Investasi Rp173 Triliun dari Korea Selatan Perkuat Kemitraan Ekonomi Indonesia
Investasi Rp173 Triliun dari Korea Selatan Perkuat Kemitraan Ekonomi Indonesia

Keuangan.id – 03 April 2026 | Kunjungan kenegaraan Presiden Prabowo Subianto ke Korea Selatan pada pekan lalu menjadi titik balik penting dalam hubungan ekonomi bilateral kedua negara. Selama pertemuan, kedua pihak menandatangani serangkaian nota kesepahaman yang menghasilkan komitmen investasi total mencapai Rp173 triliun (sekitar USD 11,4 miliar) dalam jangka waktu lima tahun ke depan.

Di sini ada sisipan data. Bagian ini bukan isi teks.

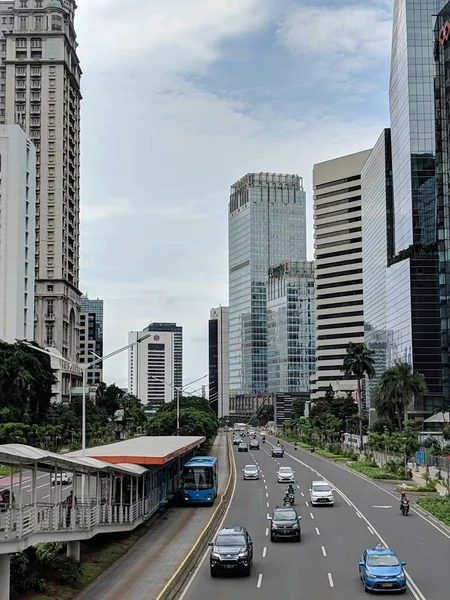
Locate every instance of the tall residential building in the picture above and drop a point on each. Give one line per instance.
(40, 75)
(377, 250)
(442, 93)
(219, 360)
(17, 219)
(338, 268)
(290, 327)
(156, 364)
(267, 226)
(91, 337)
(412, 278)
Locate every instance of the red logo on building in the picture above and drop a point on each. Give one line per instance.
(444, 34)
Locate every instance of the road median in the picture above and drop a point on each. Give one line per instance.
(181, 576)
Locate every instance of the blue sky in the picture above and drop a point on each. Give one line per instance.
(183, 97)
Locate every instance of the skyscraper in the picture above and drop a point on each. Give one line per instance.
(377, 249)
(41, 75)
(338, 268)
(17, 216)
(267, 226)
(291, 359)
(156, 364)
(412, 278)
(219, 360)
(91, 337)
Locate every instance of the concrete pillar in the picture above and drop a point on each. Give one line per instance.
(4, 576)
(73, 551)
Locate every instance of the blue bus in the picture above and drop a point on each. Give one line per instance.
(199, 482)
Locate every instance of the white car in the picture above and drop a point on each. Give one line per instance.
(250, 472)
(285, 475)
(61, 478)
(321, 493)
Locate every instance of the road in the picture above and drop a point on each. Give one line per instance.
(325, 563)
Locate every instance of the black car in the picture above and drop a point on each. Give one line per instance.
(277, 452)
(5, 499)
(232, 550)
(285, 524)
(243, 447)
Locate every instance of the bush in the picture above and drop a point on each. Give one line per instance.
(438, 507)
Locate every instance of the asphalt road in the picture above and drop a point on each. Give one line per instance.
(325, 563)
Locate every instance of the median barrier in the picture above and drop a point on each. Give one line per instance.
(181, 576)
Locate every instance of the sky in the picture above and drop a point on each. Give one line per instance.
(180, 99)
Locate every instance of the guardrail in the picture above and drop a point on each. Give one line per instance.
(175, 585)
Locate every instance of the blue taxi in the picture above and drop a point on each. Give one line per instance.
(380, 570)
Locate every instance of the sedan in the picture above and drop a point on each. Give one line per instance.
(321, 493)
(243, 447)
(250, 472)
(61, 479)
(285, 475)
(381, 571)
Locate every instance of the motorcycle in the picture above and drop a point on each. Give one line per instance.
(289, 500)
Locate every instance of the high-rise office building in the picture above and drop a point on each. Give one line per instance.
(442, 93)
(412, 278)
(338, 268)
(267, 226)
(377, 250)
(219, 360)
(17, 218)
(156, 364)
(40, 74)
(291, 327)
(91, 337)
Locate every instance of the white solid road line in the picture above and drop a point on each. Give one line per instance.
(412, 585)
(200, 564)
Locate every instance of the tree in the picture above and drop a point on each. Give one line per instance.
(358, 362)
(398, 385)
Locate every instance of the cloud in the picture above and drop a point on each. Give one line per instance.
(170, 121)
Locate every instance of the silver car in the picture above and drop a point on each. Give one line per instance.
(321, 493)
(250, 472)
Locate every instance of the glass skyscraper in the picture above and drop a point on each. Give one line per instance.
(267, 226)
(412, 302)
(291, 327)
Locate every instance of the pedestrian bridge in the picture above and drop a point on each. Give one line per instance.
(113, 488)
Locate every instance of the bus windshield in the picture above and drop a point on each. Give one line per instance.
(198, 478)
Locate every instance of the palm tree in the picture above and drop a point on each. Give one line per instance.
(398, 385)
(358, 362)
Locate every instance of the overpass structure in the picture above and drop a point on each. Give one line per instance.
(112, 488)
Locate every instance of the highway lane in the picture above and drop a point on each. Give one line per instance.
(417, 540)
(324, 563)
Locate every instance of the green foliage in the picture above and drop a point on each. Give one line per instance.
(439, 507)
(196, 418)
(26, 380)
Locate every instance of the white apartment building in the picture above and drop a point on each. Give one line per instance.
(153, 366)
(17, 222)
(40, 90)
(219, 360)
(338, 268)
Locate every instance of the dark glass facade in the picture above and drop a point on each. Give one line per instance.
(377, 247)
(267, 226)
(442, 112)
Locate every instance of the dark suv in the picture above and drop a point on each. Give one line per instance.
(277, 452)
(232, 550)
(285, 523)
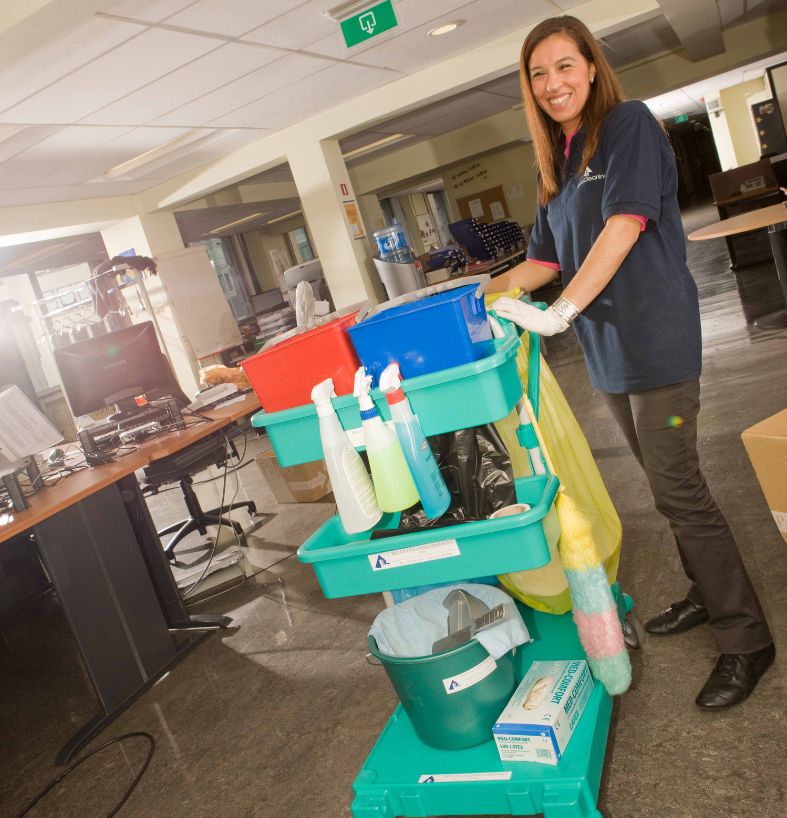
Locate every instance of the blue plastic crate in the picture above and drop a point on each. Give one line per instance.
(483, 391)
(439, 332)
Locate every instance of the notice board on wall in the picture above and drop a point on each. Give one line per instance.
(487, 205)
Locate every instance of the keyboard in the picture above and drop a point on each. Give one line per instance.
(146, 414)
(209, 451)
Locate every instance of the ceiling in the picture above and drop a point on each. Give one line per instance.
(86, 85)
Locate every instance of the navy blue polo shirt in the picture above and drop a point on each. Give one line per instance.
(643, 330)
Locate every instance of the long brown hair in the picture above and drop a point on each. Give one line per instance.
(605, 94)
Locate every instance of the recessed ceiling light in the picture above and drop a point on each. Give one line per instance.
(446, 28)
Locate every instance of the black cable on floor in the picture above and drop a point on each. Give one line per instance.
(55, 781)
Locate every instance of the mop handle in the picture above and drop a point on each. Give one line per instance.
(537, 429)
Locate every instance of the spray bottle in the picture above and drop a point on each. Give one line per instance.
(435, 497)
(352, 487)
(393, 482)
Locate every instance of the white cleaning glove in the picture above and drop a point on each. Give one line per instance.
(542, 322)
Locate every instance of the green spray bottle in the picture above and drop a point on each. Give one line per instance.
(393, 483)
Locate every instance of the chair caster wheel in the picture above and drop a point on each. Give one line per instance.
(633, 632)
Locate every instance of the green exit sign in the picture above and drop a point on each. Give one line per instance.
(369, 23)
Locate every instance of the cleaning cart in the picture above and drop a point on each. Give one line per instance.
(402, 776)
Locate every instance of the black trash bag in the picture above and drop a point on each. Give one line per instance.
(477, 470)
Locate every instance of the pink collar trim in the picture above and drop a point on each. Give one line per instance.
(569, 137)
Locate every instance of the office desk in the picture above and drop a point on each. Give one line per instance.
(100, 548)
(775, 219)
(497, 265)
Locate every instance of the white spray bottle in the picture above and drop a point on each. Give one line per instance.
(391, 476)
(351, 484)
(435, 497)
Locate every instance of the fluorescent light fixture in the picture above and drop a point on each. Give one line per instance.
(446, 28)
(345, 10)
(236, 223)
(373, 146)
(285, 216)
(148, 157)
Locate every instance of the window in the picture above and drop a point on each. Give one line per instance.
(230, 278)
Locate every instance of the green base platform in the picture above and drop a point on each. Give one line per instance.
(480, 784)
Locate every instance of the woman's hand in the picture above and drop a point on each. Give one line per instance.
(542, 322)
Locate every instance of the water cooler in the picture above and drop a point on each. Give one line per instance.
(398, 270)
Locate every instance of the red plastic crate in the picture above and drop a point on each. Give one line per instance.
(284, 375)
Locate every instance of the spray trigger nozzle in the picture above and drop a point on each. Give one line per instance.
(323, 392)
(390, 379)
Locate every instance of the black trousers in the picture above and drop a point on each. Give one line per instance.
(660, 426)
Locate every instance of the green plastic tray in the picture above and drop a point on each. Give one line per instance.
(472, 394)
(351, 564)
(388, 784)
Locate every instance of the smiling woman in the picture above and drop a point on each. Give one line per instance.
(608, 219)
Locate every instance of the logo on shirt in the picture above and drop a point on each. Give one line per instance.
(590, 176)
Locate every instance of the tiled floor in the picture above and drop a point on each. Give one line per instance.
(275, 717)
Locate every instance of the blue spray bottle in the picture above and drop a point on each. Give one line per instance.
(435, 497)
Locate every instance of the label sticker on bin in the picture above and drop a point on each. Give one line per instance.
(443, 549)
(455, 684)
(449, 778)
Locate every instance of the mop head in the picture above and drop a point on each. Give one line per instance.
(595, 611)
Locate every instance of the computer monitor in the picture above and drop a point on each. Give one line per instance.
(268, 300)
(115, 368)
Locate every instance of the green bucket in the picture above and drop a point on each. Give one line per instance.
(452, 698)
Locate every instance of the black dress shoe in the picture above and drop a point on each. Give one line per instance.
(679, 617)
(734, 678)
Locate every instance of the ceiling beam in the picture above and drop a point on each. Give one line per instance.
(27, 25)
(697, 24)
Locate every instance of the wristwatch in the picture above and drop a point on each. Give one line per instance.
(565, 309)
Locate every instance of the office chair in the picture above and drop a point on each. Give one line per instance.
(180, 468)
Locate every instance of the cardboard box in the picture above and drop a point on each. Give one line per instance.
(305, 483)
(766, 443)
(540, 718)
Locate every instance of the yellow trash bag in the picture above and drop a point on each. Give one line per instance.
(546, 589)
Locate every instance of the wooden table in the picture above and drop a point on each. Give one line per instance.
(496, 265)
(775, 219)
(100, 548)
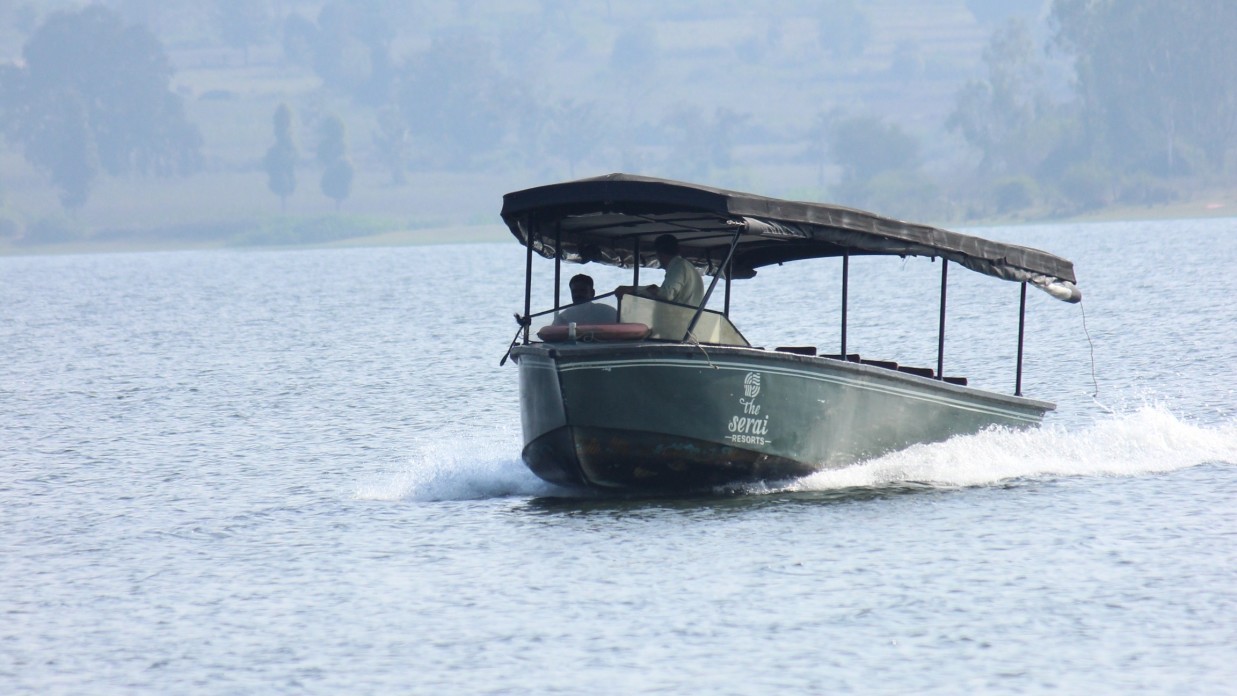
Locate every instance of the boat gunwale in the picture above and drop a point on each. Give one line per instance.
(567, 352)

Investasi tersebut mencakup empat bidang utama, yaitu manufaktur, teknologi hijau, ekonomi digital, dan infrastruktur. Pemerintah Indonesia menargetkan agar aliran dana tersebut dapat memperkuat basis produksi domestik, menciptakan lapangan kerja, serta mempercepat transfer teknologi.

  • Manufaktur: Fokus pada produksi baterai kendaraan listrik, komponen elektronik, dan peralatan industri berat.
  • Teknologi hijau: Pembangunan pembangkit listrik tenaga surya dan proyek pengelolaan limbah industri berkelanjutan.
  • Ekonomi digital: Investasi di pusat data, layanan fintech, serta pengembangan ekosistem startup.
  • Infrastruktur: Proyek jalan tol, pelabuhan, dan jaringan kereta api yang menghubungkan wilayah strategis.

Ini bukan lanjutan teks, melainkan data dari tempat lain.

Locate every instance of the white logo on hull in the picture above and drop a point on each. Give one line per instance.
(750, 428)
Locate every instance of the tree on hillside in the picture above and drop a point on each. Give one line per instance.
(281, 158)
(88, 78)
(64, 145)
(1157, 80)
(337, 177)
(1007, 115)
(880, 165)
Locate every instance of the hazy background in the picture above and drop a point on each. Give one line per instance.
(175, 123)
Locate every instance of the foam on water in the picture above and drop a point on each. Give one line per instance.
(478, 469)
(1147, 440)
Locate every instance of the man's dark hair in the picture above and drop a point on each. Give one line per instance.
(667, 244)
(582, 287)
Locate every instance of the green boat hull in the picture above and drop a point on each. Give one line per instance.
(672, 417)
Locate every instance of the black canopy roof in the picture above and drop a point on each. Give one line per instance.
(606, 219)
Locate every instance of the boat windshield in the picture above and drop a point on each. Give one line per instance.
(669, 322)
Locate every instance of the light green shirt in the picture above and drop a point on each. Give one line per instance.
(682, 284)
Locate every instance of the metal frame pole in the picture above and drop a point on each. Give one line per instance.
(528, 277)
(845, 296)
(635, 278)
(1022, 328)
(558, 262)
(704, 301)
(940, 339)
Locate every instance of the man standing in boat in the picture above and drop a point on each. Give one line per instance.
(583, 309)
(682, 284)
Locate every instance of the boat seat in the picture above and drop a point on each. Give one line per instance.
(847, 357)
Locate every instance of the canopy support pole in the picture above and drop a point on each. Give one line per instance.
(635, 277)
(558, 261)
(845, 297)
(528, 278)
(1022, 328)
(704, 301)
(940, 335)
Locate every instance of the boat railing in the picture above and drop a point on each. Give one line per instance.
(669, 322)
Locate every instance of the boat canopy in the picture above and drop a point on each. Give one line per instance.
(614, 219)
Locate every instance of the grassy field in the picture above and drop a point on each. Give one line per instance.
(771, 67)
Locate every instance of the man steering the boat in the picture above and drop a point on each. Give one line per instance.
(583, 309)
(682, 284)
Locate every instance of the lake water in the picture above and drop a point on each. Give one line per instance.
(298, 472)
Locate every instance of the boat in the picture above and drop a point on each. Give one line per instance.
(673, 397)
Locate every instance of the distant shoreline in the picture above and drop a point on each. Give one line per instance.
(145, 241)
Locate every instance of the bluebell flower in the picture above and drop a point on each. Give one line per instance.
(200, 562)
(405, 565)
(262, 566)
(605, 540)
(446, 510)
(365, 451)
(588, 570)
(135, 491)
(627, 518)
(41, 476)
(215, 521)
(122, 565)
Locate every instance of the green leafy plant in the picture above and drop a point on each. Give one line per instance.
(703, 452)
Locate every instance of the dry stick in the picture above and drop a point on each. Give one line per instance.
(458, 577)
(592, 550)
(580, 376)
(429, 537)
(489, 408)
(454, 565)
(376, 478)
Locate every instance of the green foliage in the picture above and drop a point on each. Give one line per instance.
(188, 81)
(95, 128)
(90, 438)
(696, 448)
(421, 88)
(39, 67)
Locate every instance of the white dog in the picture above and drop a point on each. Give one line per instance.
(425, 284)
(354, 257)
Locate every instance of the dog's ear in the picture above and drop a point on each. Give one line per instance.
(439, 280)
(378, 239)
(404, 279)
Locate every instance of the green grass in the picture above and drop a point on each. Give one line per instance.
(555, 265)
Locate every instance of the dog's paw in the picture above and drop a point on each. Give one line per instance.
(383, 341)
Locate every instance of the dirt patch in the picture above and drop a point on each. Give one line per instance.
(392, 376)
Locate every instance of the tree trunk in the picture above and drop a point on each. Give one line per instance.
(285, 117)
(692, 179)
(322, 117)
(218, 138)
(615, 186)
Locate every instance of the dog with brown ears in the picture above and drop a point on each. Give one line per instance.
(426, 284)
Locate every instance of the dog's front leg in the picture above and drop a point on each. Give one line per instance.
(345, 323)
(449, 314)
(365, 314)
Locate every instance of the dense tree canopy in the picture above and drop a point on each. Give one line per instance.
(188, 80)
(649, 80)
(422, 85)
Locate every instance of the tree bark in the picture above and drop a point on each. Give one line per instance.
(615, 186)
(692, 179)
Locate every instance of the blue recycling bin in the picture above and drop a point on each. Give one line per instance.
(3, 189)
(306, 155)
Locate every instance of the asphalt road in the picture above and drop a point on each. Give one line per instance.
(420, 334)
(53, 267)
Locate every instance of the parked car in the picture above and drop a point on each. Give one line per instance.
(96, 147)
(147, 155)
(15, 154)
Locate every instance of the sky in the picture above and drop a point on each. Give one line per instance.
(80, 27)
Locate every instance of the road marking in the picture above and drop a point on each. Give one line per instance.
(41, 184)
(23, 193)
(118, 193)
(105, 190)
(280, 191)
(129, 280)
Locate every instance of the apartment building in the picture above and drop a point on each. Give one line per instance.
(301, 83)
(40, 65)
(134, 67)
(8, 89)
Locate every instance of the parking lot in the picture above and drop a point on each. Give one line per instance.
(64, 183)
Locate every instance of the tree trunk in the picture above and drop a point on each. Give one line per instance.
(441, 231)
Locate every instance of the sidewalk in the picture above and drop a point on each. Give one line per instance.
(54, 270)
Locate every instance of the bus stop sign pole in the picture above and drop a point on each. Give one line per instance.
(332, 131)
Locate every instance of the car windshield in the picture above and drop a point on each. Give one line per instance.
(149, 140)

Berikut adalah perkiraan alokasi investasi per sektor:

Sektor Investasi (Rp Triliun)
Manufaktur 65
Teknologi hijau 45
Ekonomi digital 38
Infrastruktur 25

Para analisanya menilai bahwa besaran investasi ini tidak hanya meningkatkan volume perdagangan bilateral, tetapi juga memperdalam kolaborasi riset dan pengembangan antara institusi akademik serta perusahaan kedua negara. Pemerintah Indonesia menyiapkan regulasi yang lebih bersahabat untuk mempermudah perizinan dan perlindungan hak kekayaan intelektual, guna menarik lebih banyak perusahaan Korea Selatan ke pasar domestik.

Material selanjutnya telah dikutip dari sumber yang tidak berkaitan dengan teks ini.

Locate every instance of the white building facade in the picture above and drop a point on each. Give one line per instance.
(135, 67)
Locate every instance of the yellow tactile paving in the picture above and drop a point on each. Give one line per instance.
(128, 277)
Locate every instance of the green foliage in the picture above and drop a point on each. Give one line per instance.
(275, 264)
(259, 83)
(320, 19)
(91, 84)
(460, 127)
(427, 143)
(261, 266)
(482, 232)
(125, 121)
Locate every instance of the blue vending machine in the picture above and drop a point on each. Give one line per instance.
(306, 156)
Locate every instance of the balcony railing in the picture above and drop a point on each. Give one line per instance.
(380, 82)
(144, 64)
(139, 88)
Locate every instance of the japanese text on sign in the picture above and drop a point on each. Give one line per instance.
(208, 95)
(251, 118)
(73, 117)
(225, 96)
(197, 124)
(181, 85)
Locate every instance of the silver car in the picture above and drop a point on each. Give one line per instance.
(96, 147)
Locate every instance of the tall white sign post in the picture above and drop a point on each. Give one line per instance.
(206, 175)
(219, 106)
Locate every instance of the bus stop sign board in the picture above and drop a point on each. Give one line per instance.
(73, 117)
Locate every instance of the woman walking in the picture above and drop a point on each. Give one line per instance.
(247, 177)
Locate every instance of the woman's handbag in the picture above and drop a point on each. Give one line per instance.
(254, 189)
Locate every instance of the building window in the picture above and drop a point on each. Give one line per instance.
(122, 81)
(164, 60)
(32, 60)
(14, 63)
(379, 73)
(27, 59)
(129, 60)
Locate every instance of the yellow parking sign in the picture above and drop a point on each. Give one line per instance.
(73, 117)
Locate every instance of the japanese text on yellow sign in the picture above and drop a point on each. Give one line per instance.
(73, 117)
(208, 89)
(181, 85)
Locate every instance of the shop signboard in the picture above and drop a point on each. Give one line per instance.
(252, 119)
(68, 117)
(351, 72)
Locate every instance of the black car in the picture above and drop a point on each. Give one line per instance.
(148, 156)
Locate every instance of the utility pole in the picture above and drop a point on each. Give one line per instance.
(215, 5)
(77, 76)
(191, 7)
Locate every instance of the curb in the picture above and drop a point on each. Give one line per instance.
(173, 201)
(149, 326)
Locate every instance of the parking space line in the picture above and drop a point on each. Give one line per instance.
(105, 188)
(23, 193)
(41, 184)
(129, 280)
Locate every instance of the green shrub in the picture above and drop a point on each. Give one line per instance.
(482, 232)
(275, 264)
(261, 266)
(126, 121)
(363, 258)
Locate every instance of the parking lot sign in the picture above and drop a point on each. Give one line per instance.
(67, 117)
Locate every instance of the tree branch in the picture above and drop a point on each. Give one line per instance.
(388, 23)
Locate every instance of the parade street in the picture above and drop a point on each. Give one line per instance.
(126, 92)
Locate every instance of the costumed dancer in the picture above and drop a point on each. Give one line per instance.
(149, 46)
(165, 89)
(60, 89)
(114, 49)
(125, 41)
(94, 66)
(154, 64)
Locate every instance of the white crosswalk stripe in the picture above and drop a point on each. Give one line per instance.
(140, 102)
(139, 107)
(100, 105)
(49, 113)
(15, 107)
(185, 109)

Selain aspek ekonomi, kunjungan ini juga memperkuat ikatan politik dan keamanan, yang diharapkan dapat menciptakan iklim investasi yang stabil dan prediktif. Dengan dukungan penuh dari lembaga keuangan, termasuk bank nasional dan lembaga pembiayaan internasional, realisasi investasi Rp173 triliun diproyeksikan akan berkontribusi pada pertumbuhan PDB Indonesia sebesar 0,6% per tahun selama periode investasi.

Secara keseluruhan, langkah ini menandai era baru dalam kemitraan ekonomi Indonesia‑Korea Selatan, yang diharapkan menjadi model bagi kerja sama bilateral lainnya di kawasan Asia‑Pasifik.